In the case of animal testing, practitioners should not be able to partake in any comfort of success if the reverence is present in them. Scientists might be acting on a utilitarian principle in which the sacrifice of a few animals is at the benefit of many humans, but whether or not this practice is factually beneficial should not matter in the slightest to those with a reverence for life. Scientists who personally harbor the reverence and do not feel that this honors oneself, and in this way others, are involved in unethical conduct in that their personal expression is insincere. A deed's rational benefits make little difference against the self-imposed notion that one has negated one's creative faculties. The reverence looks to evade the unfortunate enigma, and does not seem to take solace in quantitative consequences of pleasure.

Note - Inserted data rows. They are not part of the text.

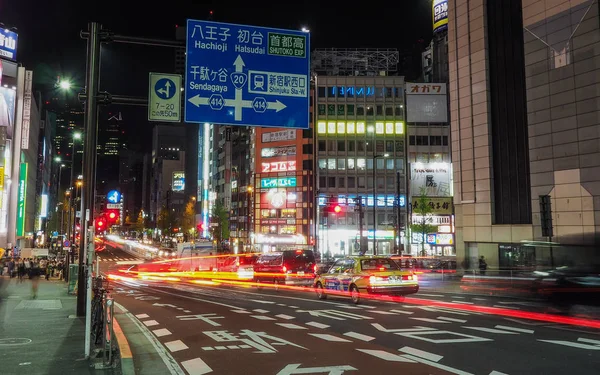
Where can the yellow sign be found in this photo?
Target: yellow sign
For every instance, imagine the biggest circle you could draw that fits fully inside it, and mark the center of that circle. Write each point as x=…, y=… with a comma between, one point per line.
x=439, y=205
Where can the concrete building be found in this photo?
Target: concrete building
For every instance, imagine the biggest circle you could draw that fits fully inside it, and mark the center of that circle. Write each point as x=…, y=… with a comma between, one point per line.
x=524, y=89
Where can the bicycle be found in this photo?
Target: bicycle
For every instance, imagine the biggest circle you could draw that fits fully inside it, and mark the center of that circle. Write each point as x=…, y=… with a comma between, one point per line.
x=99, y=289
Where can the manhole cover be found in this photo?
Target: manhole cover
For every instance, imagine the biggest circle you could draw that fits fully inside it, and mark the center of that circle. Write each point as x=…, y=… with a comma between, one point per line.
x=14, y=341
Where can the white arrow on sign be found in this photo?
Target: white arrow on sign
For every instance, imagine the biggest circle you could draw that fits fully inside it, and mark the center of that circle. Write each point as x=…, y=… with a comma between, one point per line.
x=294, y=368
x=166, y=89
x=238, y=102
x=334, y=314
x=164, y=305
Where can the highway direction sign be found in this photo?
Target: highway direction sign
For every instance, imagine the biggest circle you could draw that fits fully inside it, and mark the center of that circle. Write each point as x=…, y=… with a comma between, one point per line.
x=246, y=75
x=164, y=97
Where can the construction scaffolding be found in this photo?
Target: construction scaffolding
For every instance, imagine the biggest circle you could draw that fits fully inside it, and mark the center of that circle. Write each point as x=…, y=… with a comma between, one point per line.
x=354, y=62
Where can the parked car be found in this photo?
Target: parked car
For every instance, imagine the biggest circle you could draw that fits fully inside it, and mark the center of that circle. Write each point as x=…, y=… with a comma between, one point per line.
x=288, y=267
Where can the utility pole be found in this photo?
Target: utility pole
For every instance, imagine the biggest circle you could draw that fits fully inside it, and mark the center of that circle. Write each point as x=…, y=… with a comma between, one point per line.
x=84, y=290
x=361, y=215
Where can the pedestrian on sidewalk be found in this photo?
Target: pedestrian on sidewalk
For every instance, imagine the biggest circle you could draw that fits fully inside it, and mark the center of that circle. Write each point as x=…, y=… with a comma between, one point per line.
x=34, y=276
x=482, y=266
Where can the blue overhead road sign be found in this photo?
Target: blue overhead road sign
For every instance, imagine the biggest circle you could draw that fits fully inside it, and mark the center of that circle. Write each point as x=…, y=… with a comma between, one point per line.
x=246, y=75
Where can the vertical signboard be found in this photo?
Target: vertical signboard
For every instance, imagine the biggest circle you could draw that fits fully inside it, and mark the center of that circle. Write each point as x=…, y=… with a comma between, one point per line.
x=26, y=110
x=8, y=44
x=21, y=200
x=439, y=10
x=164, y=97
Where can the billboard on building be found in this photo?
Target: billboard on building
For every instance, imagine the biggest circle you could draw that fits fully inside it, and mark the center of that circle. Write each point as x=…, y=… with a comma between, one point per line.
x=439, y=10
x=7, y=109
x=431, y=178
x=178, y=183
x=8, y=44
x=426, y=102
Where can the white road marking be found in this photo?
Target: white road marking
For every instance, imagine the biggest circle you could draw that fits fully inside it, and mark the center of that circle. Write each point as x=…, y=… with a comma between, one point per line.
x=175, y=346
x=421, y=354
x=290, y=326
x=452, y=319
x=286, y=317
x=317, y=325
x=385, y=355
x=196, y=366
x=589, y=341
x=168, y=360
x=508, y=328
x=327, y=337
x=402, y=312
x=161, y=332
x=262, y=317
x=359, y=336
x=491, y=330
x=573, y=344
x=437, y=365
x=428, y=320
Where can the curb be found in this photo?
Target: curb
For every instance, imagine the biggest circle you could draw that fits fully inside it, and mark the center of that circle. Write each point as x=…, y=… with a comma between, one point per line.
x=127, y=367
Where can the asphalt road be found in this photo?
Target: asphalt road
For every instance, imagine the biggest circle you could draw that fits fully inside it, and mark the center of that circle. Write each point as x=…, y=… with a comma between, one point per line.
x=244, y=330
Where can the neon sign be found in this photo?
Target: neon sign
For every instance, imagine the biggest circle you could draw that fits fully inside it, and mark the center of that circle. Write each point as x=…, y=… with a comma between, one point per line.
x=358, y=91
x=279, y=166
x=278, y=182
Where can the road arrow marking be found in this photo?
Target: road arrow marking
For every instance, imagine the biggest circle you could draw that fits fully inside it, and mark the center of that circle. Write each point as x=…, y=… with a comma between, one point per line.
x=294, y=368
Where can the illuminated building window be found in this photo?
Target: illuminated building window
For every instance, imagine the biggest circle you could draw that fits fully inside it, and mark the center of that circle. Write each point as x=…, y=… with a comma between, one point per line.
x=331, y=127
x=389, y=128
x=360, y=128
x=321, y=127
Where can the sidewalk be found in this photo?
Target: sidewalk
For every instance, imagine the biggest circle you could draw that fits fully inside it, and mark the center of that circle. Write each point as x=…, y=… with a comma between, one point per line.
x=42, y=336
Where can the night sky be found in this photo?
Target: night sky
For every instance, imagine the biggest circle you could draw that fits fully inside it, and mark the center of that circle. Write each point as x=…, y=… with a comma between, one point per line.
x=49, y=39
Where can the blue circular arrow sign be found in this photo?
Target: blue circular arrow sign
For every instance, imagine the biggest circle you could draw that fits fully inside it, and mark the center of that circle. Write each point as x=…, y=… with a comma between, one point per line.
x=165, y=88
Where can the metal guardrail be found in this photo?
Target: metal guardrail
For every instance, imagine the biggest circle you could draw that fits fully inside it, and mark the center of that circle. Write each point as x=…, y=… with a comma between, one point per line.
x=108, y=332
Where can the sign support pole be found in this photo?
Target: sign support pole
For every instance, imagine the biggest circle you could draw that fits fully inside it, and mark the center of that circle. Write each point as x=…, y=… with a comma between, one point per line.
x=89, y=161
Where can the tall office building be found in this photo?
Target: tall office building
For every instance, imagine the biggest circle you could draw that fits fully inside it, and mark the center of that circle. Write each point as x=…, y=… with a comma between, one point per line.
x=360, y=125
x=524, y=102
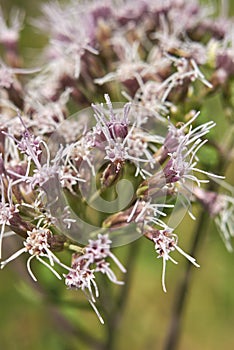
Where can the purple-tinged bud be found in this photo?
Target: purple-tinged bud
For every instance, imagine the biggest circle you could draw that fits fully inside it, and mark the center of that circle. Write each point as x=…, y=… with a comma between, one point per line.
x=117, y=129
x=171, y=175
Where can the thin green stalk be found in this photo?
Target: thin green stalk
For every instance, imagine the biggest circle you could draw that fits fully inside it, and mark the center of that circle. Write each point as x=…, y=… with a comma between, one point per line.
x=173, y=335
x=116, y=314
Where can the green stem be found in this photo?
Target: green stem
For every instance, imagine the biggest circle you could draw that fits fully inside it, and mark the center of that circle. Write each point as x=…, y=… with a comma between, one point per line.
x=173, y=334
x=116, y=314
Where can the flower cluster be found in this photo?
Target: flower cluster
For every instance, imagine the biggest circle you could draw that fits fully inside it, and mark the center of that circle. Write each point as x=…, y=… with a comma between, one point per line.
x=111, y=165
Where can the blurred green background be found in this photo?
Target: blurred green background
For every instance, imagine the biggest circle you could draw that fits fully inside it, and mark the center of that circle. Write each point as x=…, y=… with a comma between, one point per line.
x=28, y=322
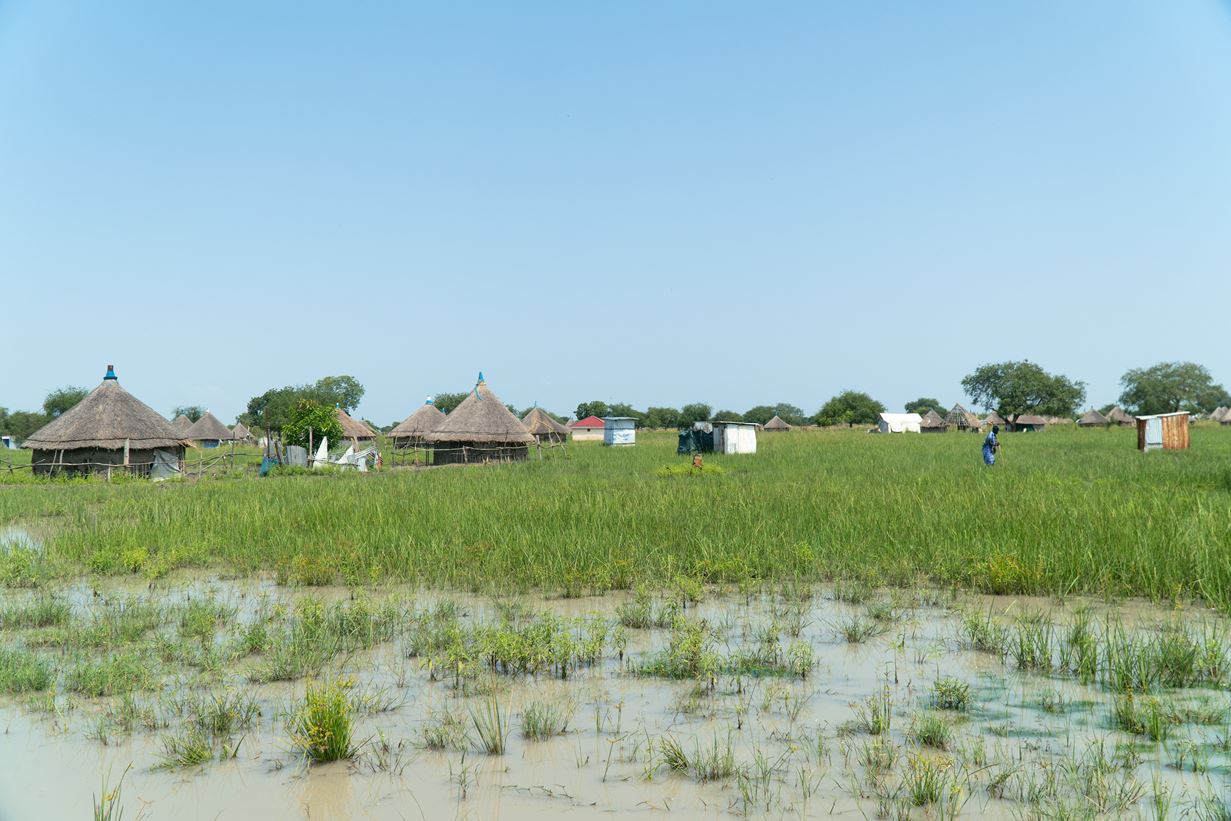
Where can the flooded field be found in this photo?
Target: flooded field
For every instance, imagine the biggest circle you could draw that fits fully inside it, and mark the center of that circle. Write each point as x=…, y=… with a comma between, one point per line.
x=689, y=702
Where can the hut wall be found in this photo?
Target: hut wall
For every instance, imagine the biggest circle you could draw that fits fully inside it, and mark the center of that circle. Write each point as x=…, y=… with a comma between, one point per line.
x=95, y=460
x=477, y=452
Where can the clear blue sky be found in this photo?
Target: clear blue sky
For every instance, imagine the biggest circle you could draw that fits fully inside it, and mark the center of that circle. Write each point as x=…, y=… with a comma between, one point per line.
x=649, y=202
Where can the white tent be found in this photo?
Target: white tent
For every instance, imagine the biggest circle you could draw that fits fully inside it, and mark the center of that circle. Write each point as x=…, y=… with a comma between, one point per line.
x=900, y=422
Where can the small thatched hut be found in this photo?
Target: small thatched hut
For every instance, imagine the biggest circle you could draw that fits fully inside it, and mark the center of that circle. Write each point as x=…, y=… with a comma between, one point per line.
x=353, y=428
x=411, y=431
x=776, y=424
x=962, y=419
x=208, y=431
x=108, y=430
x=543, y=427
x=480, y=430
x=1092, y=419
x=933, y=422
x=1117, y=416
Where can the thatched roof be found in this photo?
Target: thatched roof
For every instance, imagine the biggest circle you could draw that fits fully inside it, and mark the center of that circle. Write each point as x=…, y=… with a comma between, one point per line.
x=208, y=428
x=538, y=422
x=353, y=428
x=106, y=419
x=425, y=420
x=481, y=417
x=1092, y=419
x=777, y=424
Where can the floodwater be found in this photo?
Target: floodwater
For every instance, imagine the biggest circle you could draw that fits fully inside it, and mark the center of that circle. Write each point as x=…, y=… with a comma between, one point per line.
x=792, y=739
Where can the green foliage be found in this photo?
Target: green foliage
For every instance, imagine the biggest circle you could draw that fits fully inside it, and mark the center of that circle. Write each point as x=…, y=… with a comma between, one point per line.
x=1016, y=388
x=922, y=405
x=850, y=408
x=308, y=415
x=192, y=411
x=1171, y=387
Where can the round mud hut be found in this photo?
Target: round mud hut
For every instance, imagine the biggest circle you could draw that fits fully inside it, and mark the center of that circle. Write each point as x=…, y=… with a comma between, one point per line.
x=353, y=428
x=413, y=430
x=480, y=430
x=543, y=427
x=776, y=425
x=208, y=431
x=107, y=431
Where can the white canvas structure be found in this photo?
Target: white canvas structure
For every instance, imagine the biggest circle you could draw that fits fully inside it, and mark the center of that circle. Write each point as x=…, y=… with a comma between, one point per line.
x=900, y=422
x=735, y=437
x=619, y=430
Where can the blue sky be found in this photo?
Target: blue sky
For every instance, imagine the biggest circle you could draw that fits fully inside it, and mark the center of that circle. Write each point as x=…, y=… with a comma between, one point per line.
x=657, y=203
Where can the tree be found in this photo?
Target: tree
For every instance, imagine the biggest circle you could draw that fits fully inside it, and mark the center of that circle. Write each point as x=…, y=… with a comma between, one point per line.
x=62, y=399
x=693, y=412
x=1013, y=388
x=661, y=417
x=192, y=411
x=447, y=403
x=592, y=409
x=1171, y=387
x=309, y=415
x=922, y=405
x=850, y=408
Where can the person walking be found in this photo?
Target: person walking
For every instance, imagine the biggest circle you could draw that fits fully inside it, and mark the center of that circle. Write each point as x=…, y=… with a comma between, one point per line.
x=991, y=444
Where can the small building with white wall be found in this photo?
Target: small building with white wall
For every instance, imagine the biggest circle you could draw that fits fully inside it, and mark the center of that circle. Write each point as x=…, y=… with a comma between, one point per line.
x=735, y=437
x=619, y=430
x=900, y=422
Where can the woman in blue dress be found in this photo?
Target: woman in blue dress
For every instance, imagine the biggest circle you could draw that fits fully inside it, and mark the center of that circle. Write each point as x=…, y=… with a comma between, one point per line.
x=991, y=444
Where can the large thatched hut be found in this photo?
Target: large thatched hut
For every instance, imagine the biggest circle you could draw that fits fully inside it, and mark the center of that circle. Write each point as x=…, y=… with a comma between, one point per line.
x=353, y=428
x=776, y=425
x=208, y=431
x=480, y=430
x=411, y=431
x=108, y=430
x=543, y=427
x=962, y=419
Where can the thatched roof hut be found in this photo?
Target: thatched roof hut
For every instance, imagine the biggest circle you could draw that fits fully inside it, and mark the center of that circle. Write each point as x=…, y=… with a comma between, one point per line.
x=543, y=427
x=353, y=428
x=208, y=431
x=1092, y=419
x=933, y=422
x=962, y=419
x=1117, y=416
x=480, y=430
x=107, y=430
x=416, y=426
x=776, y=424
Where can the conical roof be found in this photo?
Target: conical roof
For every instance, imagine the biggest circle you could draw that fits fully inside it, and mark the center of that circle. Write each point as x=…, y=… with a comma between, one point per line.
x=106, y=419
x=481, y=417
x=538, y=422
x=425, y=420
x=1092, y=417
x=353, y=428
x=208, y=428
x=777, y=424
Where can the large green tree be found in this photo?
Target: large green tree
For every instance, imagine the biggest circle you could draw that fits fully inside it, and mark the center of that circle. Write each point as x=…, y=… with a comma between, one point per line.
x=922, y=405
x=1013, y=388
x=1171, y=387
x=850, y=408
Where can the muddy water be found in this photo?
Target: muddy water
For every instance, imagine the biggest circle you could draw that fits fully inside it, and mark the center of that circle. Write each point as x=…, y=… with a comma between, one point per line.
x=795, y=730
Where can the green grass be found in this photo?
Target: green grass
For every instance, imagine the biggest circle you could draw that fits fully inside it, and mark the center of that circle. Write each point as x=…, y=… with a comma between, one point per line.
x=1067, y=511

I think it obvious that Singer will consider the reverence impractical, and that personal commitments will not do the trick to provide the greatest amount of pleasure across the board. In “The Place of Nonhumans in Environmental Issues”, Singer makes several direct criticisms at Schweitzer. First off, he finds the position in which the reverence values all life equally as being unjustifiable. Why should the interests of a fly be on par with most other more conscious beings? Next, Singer questions the will-to-live, claiming that it is not possible for certain entities that have no conscious states to have such a will. Singer places great weight on consciousness, or some degree of self-awareness in regards to the conditions of life, as a requisite of a being to have interests, and as such to be included in normative considerations; not all beings will make the cut. For Singer, it does not matter what one's personal disposition may be in regards to what beings are worthy of generous treatment, it's more the case of whether a being meets an objective standard of consciousness to even be considered to have interests.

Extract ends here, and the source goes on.